Henry VIII may have jousted his way to tyranny

As The Independent reports, there might indeed be an explanation behind Henry VIII's truly historical cruelty. In fact, a History Channel documentary called Inside the Body of Henry VIII believes there's a very specific point in time when the king took a turn for the worse. On January 24, 1536, the 44-year-old king was participating in a jousting tournament at Greenwich Palace when he took a bad fall from his armored horse ... that then collapsed right on top of him. 

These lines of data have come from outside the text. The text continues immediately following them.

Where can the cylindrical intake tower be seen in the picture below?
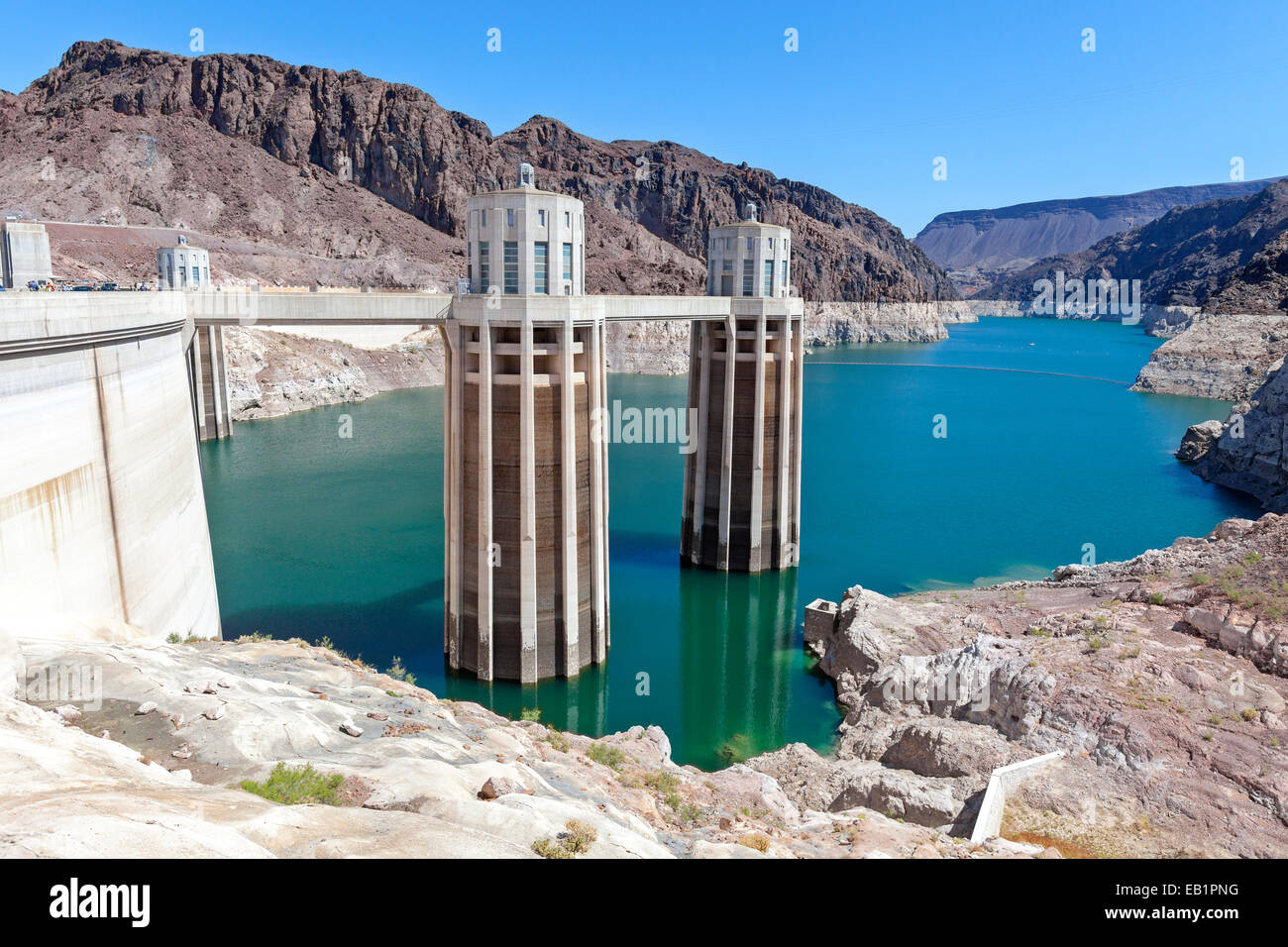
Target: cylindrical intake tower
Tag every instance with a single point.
(742, 482)
(526, 483)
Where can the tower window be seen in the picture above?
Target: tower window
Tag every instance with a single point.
(540, 268)
(510, 248)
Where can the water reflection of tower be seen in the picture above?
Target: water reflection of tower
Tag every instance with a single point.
(735, 661)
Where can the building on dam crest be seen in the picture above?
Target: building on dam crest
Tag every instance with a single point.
(526, 493)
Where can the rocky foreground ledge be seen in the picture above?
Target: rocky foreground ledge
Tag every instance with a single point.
(153, 770)
(1160, 681)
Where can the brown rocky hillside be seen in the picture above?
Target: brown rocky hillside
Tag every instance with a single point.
(252, 149)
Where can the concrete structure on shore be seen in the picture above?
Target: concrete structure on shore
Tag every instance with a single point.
(742, 483)
(524, 416)
(102, 509)
(25, 254)
(181, 266)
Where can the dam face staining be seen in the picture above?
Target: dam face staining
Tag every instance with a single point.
(526, 425)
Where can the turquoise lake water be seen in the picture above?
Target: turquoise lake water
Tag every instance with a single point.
(321, 536)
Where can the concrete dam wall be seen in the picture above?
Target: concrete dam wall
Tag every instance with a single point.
(102, 510)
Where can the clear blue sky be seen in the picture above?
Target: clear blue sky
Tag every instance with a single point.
(875, 94)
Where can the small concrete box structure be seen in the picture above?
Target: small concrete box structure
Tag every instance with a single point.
(181, 266)
(523, 241)
(742, 483)
(26, 254)
(526, 484)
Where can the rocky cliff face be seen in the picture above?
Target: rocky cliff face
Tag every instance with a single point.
(980, 247)
(211, 121)
(1249, 454)
(1224, 256)
(1225, 357)
(1162, 681)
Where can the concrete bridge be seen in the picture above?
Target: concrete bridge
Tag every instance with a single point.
(107, 380)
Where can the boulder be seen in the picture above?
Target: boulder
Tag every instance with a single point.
(1197, 441)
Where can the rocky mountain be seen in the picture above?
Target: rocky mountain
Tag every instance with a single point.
(1247, 451)
(1224, 357)
(1225, 256)
(980, 247)
(342, 166)
(1162, 681)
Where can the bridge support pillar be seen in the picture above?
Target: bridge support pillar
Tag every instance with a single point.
(526, 475)
(742, 479)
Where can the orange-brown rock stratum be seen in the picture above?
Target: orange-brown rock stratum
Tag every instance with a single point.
(313, 175)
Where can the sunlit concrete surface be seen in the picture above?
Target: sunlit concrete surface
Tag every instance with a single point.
(102, 510)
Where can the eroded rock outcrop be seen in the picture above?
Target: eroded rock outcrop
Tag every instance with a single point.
(415, 775)
(1160, 680)
(1249, 453)
(1224, 357)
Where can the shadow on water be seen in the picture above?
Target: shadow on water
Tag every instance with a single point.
(373, 629)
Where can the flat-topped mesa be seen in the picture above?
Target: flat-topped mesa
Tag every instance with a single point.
(526, 486)
(742, 483)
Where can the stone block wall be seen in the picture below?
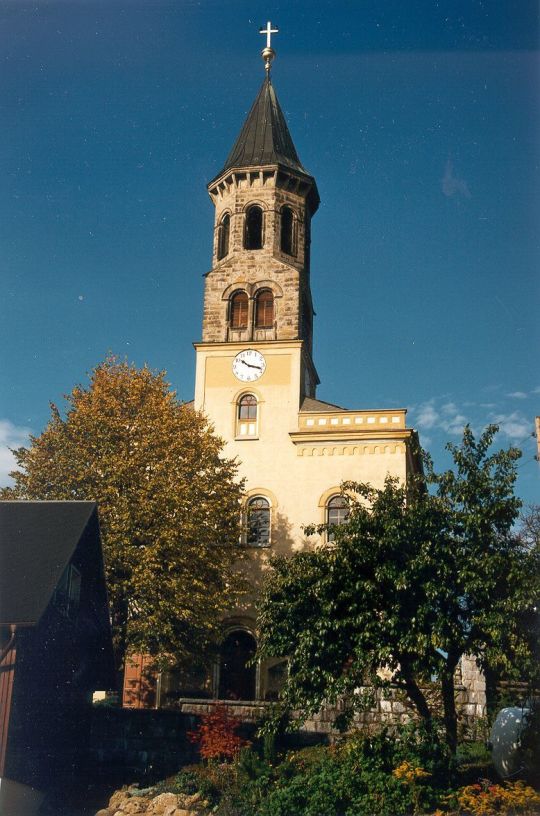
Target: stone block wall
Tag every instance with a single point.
(287, 275)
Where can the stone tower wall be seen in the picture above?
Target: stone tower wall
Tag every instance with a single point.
(251, 270)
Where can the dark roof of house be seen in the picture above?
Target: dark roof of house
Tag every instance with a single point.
(313, 405)
(37, 541)
(264, 138)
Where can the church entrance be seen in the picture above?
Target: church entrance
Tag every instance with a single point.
(236, 679)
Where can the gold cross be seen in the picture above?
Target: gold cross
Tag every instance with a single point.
(268, 31)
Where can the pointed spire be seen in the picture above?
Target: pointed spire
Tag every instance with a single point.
(264, 138)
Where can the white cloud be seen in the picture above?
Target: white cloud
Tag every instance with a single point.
(11, 436)
(451, 185)
(446, 417)
(515, 426)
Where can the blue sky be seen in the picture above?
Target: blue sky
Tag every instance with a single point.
(420, 121)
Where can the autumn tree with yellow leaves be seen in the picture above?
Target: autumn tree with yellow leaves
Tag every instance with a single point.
(168, 505)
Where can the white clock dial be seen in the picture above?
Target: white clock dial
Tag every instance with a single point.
(249, 365)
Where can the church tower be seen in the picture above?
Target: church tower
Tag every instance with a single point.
(258, 290)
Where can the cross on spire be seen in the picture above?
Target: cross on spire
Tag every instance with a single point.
(268, 31)
(268, 52)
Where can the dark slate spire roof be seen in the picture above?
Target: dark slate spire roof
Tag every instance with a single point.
(264, 138)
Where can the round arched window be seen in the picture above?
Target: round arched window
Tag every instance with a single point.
(337, 512)
(258, 522)
(264, 309)
(223, 236)
(238, 312)
(253, 228)
(287, 231)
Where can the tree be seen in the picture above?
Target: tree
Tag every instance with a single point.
(168, 505)
(411, 582)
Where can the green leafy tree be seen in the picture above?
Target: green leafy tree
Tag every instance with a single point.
(168, 505)
(413, 580)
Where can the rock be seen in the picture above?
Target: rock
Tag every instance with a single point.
(118, 798)
(136, 805)
(193, 799)
(161, 802)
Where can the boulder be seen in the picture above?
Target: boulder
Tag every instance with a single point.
(137, 804)
(118, 799)
(158, 805)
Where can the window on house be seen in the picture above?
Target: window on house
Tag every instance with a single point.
(253, 228)
(287, 231)
(337, 512)
(258, 522)
(264, 309)
(68, 591)
(246, 420)
(239, 311)
(223, 236)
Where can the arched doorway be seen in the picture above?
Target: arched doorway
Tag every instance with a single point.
(237, 680)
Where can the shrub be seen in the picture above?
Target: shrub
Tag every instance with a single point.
(485, 799)
(216, 735)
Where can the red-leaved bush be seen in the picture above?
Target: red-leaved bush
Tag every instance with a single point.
(216, 735)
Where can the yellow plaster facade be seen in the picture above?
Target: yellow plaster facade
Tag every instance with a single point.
(294, 451)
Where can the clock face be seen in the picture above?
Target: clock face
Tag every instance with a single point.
(249, 365)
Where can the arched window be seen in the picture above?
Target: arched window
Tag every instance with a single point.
(253, 228)
(239, 311)
(223, 236)
(237, 674)
(246, 419)
(264, 309)
(337, 512)
(258, 522)
(287, 231)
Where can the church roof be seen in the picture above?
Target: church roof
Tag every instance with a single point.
(264, 138)
(312, 405)
(38, 540)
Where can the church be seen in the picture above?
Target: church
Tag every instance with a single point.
(256, 381)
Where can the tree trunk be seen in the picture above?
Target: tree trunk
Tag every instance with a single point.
(416, 696)
(449, 702)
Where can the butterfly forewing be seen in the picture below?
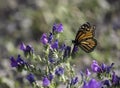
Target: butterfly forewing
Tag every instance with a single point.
(85, 38)
(88, 45)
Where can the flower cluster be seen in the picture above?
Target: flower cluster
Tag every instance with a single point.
(54, 69)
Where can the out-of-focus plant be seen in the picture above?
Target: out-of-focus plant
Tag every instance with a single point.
(53, 66)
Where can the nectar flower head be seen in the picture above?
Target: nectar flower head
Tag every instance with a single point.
(30, 78)
(45, 81)
(67, 51)
(95, 67)
(92, 84)
(55, 45)
(44, 39)
(75, 49)
(50, 37)
(74, 81)
(27, 49)
(57, 28)
(50, 76)
(59, 71)
(63, 46)
(17, 62)
(13, 62)
(88, 72)
(115, 79)
(51, 60)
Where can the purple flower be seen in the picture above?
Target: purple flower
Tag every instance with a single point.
(63, 46)
(67, 51)
(95, 67)
(20, 61)
(30, 78)
(55, 45)
(26, 48)
(59, 71)
(115, 79)
(107, 83)
(75, 49)
(45, 81)
(50, 76)
(17, 62)
(60, 28)
(13, 62)
(74, 81)
(57, 28)
(44, 39)
(92, 84)
(88, 72)
(50, 38)
(51, 60)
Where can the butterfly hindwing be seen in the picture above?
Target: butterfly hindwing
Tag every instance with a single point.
(85, 38)
(88, 45)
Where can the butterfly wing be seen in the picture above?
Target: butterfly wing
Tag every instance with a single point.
(85, 31)
(88, 44)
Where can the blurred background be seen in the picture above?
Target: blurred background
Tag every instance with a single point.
(26, 20)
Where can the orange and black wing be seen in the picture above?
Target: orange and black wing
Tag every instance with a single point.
(85, 31)
(88, 44)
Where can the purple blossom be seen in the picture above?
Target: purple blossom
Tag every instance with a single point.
(51, 60)
(26, 48)
(13, 62)
(50, 76)
(55, 45)
(17, 62)
(59, 71)
(95, 67)
(63, 46)
(92, 84)
(75, 49)
(88, 72)
(67, 51)
(44, 39)
(30, 78)
(115, 79)
(107, 83)
(50, 38)
(57, 28)
(74, 81)
(46, 82)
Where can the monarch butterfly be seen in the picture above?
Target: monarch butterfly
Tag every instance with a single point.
(85, 38)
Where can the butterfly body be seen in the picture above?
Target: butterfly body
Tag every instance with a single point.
(85, 38)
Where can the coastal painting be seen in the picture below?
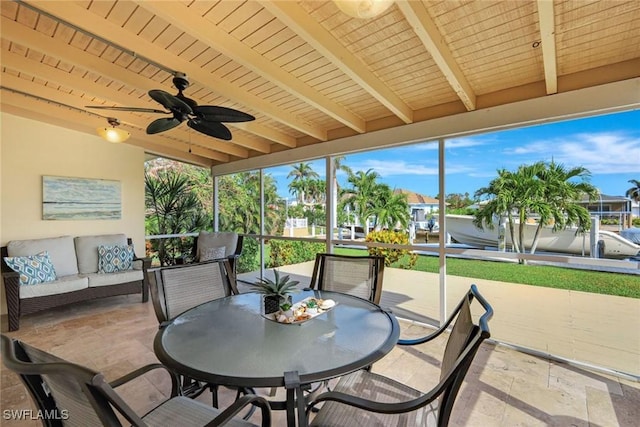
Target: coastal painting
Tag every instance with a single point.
(66, 198)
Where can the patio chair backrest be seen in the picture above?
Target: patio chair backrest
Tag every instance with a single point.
(176, 289)
(65, 393)
(354, 275)
(463, 343)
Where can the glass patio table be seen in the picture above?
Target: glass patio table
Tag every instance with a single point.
(229, 342)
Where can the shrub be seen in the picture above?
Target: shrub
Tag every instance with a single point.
(286, 252)
(249, 260)
(402, 258)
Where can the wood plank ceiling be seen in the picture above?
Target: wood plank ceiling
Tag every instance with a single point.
(305, 70)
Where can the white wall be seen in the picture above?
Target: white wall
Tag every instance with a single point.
(30, 149)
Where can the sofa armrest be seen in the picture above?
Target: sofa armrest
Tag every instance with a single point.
(146, 265)
(12, 296)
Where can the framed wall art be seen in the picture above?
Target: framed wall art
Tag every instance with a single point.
(67, 198)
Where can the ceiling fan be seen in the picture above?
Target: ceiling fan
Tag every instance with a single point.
(206, 119)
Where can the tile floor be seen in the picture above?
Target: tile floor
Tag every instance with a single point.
(503, 388)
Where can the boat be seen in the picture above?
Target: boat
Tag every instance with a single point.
(612, 245)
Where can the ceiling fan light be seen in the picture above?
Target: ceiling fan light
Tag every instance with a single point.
(113, 134)
(363, 9)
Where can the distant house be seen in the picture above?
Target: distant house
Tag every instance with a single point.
(611, 207)
(420, 206)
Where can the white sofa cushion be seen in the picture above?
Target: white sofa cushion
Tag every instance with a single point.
(206, 239)
(62, 285)
(87, 249)
(101, 279)
(61, 251)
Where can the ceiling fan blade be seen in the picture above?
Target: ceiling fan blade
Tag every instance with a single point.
(170, 102)
(222, 114)
(214, 129)
(161, 125)
(136, 109)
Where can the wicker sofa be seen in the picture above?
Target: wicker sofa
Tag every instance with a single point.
(76, 263)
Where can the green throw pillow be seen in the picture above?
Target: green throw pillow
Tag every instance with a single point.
(33, 269)
(112, 259)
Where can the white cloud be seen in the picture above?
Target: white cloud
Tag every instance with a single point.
(600, 153)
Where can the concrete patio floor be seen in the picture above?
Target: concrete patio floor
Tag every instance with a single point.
(504, 387)
(594, 329)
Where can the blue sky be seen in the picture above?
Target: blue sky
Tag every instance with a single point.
(608, 146)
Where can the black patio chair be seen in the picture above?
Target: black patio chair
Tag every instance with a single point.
(70, 394)
(369, 399)
(354, 275)
(176, 289)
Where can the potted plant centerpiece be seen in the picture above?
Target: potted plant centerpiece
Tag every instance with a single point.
(276, 292)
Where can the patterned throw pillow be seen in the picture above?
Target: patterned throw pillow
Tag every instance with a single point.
(112, 259)
(33, 269)
(208, 254)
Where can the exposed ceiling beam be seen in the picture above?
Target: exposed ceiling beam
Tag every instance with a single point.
(546, 17)
(181, 16)
(427, 31)
(298, 20)
(91, 23)
(38, 69)
(55, 114)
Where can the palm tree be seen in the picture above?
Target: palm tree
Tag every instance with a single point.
(634, 192)
(360, 196)
(390, 208)
(300, 173)
(338, 164)
(549, 191)
(172, 207)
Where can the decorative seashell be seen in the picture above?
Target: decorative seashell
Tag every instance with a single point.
(327, 304)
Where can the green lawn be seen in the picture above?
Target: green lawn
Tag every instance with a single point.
(626, 285)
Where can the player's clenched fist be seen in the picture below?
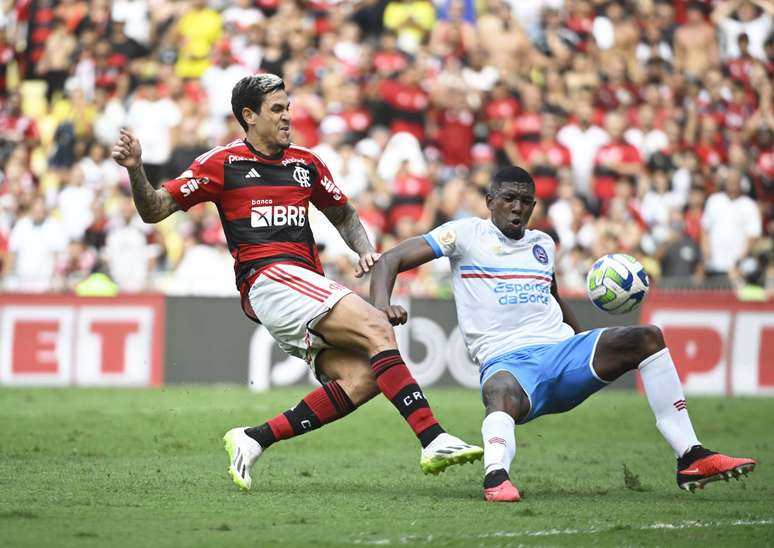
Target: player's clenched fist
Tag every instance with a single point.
(127, 151)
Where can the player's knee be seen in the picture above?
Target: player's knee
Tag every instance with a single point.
(378, 332)
(360, 385)
(501, 394)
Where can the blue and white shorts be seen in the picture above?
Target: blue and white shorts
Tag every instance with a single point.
(556, 377)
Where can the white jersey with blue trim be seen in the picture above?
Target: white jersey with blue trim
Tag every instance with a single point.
(502, 287)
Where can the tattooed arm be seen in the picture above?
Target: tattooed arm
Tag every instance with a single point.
(346, 221)
(152, 205)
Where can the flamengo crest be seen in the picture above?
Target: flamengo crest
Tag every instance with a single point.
(301, 176)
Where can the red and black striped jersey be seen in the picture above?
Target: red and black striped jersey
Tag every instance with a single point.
(263, 202)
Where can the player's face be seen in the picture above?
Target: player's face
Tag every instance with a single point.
(511, 208)
(272, 123)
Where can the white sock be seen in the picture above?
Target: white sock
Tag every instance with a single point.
(667, 400)
(499, 441)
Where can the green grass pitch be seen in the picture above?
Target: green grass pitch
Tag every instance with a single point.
(101, 467)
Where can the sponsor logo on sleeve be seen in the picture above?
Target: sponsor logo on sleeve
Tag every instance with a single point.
(193, 183)
(301, 176)
(269, 216)
(331, 188)
(540, 254)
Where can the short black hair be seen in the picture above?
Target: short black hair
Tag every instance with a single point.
(250, 92)
(510, 174)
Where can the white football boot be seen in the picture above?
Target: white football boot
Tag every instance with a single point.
(242, 451)
(446, 450)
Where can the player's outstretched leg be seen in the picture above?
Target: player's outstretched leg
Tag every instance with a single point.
(618, 349)
(353, 323)
(354, 386)
(504, 400)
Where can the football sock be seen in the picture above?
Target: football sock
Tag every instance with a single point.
(396, 383)
(321, 406)
(667, 400)
(499, 442)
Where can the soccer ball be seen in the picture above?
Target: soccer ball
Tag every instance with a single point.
(617, 283)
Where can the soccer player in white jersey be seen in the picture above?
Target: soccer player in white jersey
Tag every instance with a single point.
(533, 357)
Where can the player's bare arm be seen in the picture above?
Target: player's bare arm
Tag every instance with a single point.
(567, 313)
(152, 205)
(347, 222)
(407, 255)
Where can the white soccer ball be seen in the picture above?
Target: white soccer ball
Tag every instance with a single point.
(617, 283)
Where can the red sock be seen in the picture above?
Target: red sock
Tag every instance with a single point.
(397, 384)
(321, 406)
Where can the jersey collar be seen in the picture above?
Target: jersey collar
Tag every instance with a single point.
(260, 154)
(505, 238)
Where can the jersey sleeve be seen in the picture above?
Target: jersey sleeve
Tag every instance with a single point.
(201, 182)
(446, 239)
(325, 193)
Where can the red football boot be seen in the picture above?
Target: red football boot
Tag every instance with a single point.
(700, 466)
(498, 487)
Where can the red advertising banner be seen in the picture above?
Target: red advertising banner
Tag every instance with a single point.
(90, 341)
(719, 344)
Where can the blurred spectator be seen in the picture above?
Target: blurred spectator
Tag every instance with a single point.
(583, 138)
(614, 160)
(696, 49)
(411, 20)
(735, 17)
(730, 222)
(152, 118)
(74, 204)
(413, 105)
(33, 247)
(198, 31)
(218, 80)
(54, 66)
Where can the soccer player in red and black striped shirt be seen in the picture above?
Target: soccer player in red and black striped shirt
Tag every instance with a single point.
(262, 186)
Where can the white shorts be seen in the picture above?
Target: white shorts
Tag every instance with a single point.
(289, 300)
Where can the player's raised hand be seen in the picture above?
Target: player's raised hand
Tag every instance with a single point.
(396, 314)
(127, 151)
(365, 263)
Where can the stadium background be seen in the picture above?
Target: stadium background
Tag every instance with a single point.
(647, 124)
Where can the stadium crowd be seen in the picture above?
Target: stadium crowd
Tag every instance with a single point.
(647, 124)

The incident ended Henry's jousting days for good, and it gave him some serious leg injuries that never really went away. However, it's possible that wasn't the only ailment he got that day. Henry VIII was unconscious for two hours, and he may have had a brain injury that no one could diagnose — let alone treat — with the era's medical know-how. 

Henry VIII went from athletic to absurd

It's true that the jousting accident appears to have marked a significant change in Henry VIII's behavior. The formerly genial, athletic king became "cruel, vicious, and paranoid," and he soon grew apart from Anne Boleyn, his second wife, and started his revolving door of spouses. It's also noteworthy that the people who'd so revered Henry in his younger days started talking smack about him right around this time, which is another sign of a profound change. 

So, while it's not exactly possible to analyze a long-dead king's brain to find out for sure, it certainly seems within the realm of possibility that the jousting incident might've given him a personality-changing head trauma, a la Phineas Gage. This, together with his impressive laundry list of sports injuries, could've driven him into reclusive paranoia and extreme comfort eating that bloated him to almost 400 pounds by his death at 55.